A container runtime is the program that turns "run this image" into the kernel calls that set up the namespaces, configure the cgroups, mount the layered filesystem, and start the process. The most familiar one is Docker, but it's not the only one - containerd sits underneath Docker and is used directly by Kubernetes, Podman runs containers without a daemon, and CRI-O is built specifically for Kubernetes. They all produce and run the same kind of container, because they all speak the same standard.

Where containers run

The reason containers feel ubiquitous is that they were standardized. The Open Container Initiative (OCI) defines two specs - one for what an image looks like on disk, and one for how a runtime starts a container from that image. Any tool that implements the specs can build and run any compliant image. That's why the same image you build on your laptop can be pulled and run, byte-for-byte, on a server you've never logged into.

Today that "anywhere" is genuinely anywhere:

• Locally - a developer laptop running Docker Desktop, Rancher Desktop, Podman, or OrbStack.
• On a single server - one or two containers behind a reverse proxy, replacing a traditional package install.
• On an orchestrator - Kubernetes, Nomad, or a cloud-managed equivalent, scheduling thousands of containers across a fleet.
• On serverless container platforms - Azure Container Apps, Google Cloud Run, AWS Fargate - where you hand off a container image and the platform handles scaling, networking, and rollout.
• Inside CI - every modern CI system runs your build steps in throwaway containers so each job starts from a known-clean state.
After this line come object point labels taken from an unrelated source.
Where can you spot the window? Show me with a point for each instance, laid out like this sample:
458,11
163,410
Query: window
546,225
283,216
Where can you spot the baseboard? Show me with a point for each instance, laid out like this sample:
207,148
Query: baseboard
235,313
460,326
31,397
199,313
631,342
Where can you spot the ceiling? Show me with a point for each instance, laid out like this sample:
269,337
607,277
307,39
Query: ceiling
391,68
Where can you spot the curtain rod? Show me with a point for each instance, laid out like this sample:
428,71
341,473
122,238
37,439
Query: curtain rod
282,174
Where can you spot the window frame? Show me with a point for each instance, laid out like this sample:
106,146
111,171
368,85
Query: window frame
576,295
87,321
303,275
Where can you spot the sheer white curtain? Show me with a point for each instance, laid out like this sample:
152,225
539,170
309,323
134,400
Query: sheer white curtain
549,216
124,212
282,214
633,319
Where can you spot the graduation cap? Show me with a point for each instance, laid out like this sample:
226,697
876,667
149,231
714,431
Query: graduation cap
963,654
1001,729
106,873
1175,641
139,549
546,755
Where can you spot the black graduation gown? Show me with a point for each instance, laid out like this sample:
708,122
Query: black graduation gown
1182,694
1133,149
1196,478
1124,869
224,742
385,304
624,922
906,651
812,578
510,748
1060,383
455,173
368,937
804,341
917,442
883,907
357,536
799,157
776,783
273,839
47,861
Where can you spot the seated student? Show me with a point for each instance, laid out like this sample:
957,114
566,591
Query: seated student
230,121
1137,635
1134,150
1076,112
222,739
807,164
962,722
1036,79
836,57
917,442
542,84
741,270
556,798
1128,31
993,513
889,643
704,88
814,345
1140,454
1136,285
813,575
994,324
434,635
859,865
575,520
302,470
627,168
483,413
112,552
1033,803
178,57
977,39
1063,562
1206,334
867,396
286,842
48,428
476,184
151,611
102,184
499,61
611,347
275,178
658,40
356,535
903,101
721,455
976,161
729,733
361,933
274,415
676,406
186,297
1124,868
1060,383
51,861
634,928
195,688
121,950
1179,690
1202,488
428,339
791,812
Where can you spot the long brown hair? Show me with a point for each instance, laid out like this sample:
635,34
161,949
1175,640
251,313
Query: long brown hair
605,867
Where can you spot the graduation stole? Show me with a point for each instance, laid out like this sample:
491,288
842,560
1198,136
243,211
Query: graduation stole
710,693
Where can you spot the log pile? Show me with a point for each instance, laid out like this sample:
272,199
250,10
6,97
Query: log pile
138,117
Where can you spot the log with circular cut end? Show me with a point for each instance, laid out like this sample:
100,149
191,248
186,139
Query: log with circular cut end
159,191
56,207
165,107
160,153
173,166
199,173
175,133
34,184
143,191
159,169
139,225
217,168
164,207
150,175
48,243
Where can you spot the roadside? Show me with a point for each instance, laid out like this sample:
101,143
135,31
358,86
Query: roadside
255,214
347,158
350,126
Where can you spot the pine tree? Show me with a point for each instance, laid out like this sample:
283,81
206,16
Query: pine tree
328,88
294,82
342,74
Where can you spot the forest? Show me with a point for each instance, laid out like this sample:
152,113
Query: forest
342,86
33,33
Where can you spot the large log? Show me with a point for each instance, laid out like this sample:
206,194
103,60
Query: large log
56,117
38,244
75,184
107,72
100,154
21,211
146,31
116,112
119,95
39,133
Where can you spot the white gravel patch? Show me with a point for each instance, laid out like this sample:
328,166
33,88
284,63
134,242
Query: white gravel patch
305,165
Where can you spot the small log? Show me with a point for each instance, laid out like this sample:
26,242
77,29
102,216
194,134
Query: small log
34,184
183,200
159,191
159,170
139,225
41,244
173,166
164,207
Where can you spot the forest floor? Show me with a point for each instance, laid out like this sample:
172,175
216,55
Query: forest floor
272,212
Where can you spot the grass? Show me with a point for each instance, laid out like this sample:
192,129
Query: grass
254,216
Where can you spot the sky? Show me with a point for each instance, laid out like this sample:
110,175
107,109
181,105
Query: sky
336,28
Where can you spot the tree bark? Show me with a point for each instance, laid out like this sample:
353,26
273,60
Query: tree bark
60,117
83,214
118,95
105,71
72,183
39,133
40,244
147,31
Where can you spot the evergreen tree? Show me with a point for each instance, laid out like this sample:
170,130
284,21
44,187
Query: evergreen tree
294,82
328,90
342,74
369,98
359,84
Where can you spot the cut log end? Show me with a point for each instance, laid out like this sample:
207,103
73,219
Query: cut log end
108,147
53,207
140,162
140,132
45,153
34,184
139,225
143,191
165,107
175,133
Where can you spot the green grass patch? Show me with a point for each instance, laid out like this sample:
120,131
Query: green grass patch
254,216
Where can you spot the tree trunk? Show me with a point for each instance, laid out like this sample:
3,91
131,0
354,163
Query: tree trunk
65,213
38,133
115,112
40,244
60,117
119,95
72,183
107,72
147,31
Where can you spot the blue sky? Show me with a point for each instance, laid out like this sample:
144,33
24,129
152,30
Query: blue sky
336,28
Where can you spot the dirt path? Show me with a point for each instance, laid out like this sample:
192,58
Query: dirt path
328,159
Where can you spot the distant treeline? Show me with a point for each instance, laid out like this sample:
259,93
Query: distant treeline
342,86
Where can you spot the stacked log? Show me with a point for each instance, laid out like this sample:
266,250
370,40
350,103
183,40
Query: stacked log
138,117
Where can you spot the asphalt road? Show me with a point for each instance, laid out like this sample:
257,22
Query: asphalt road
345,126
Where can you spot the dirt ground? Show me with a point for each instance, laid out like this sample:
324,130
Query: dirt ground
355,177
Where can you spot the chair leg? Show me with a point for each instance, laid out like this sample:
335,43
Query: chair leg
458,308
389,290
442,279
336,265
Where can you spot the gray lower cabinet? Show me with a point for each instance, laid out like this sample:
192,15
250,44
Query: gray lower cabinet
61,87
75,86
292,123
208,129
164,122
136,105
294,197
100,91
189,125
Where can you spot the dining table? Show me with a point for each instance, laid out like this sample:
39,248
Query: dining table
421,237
One image. Many runtimes. The thing you build is the thing that ships, all the way through.

Why they took over

Containers won because they fix problems that engineers had been working around with discipline and luck for decades. The wins compound:

• Portability. The container is the deploy unit. If it runs on your laptop, it runs in production - because the environment travels with the code, not as separate setup steps. The "works on my machine" defense finally went away.
• Density. No guest OS per app means a single host can run dozens or hundreds of containers. Cloud bills shrink in proportion.
• Immutability. Images are content-addressed - the same image is exactly the same bytes, every pull, every time. Deploys become bit-for-bit reproducible.
• Fast iteration. Starting a container takes milliseconds, not minutes. Tests, CI jobs, and ephemeral environments stop feeling expensive, and patterns that depend on them - per-PR preview environments, fan-out testing, scale-to-zero workers - become routine.
• One model for everything. The same primitive runs a web service, a database, a batch job, a test runner, or a one-off script. Tooling, operations, and security all converge on one unit instead of one per kind of workload.

None of these are theoretical. They show up the day a team adopts containers - in shorter onboarding, in faster CI, in fewer "but it ran locally" tickets - and they compound from there. Containers are now the default substrate for almost every new service, and the rest of the stack - orchestrators, observability, package registries, cloud platforms - is built around them.